Kevin M. Clermont
Cornell Law School
Cornell Law Review, Vol. 91, p. 973, 2006
Cornell Legal Studies Research Paper No. 05-013
What kind of factual showing must the plaintiff make in order to establish, say, personal jurisdiction? While that may seem simple enough, real difficulties in regard to the standard of proof arise when there is a similarity of the facts entailed in the jurisdictional determination and on the merits. Surely the plaintiff has to do more than allege that the defendant is the author of state-directed acts or omissions. Yet just as surely the plaintiff should not have to prove the cause of action in order to establish jurisdiction. The plaintiff thus must have to show something between allegation and proof.

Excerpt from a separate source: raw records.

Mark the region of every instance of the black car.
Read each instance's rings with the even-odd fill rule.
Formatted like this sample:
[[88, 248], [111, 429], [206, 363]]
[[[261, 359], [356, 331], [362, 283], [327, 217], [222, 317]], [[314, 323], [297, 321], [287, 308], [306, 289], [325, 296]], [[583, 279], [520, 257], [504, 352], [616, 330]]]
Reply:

From a morass of confused cases on this procedural point of significance, this Article draws a startlingly clear rule that covers jurisdictional fact, and more. On any factual or legal issue of forum-authority, whenever challenged, the proponent of forum-authority must make a showing of more likely than not, subject to this one exception: if that issue overlaps the merits of the claim, the proponent need provide only prima facie proof to establish the forum's authority. Depending on the particular threshold issue's importance, prima facie might mean any of the standards below the more-likely-than-not standard, namely, slightest possibility, reasonable possibility, substantial possibility, or equipoise. That lower standard will allow the judge to decide appropriately whether the forum has authority to decide the merits, without foreclosing the decision on the merits that will invoke the higher standard.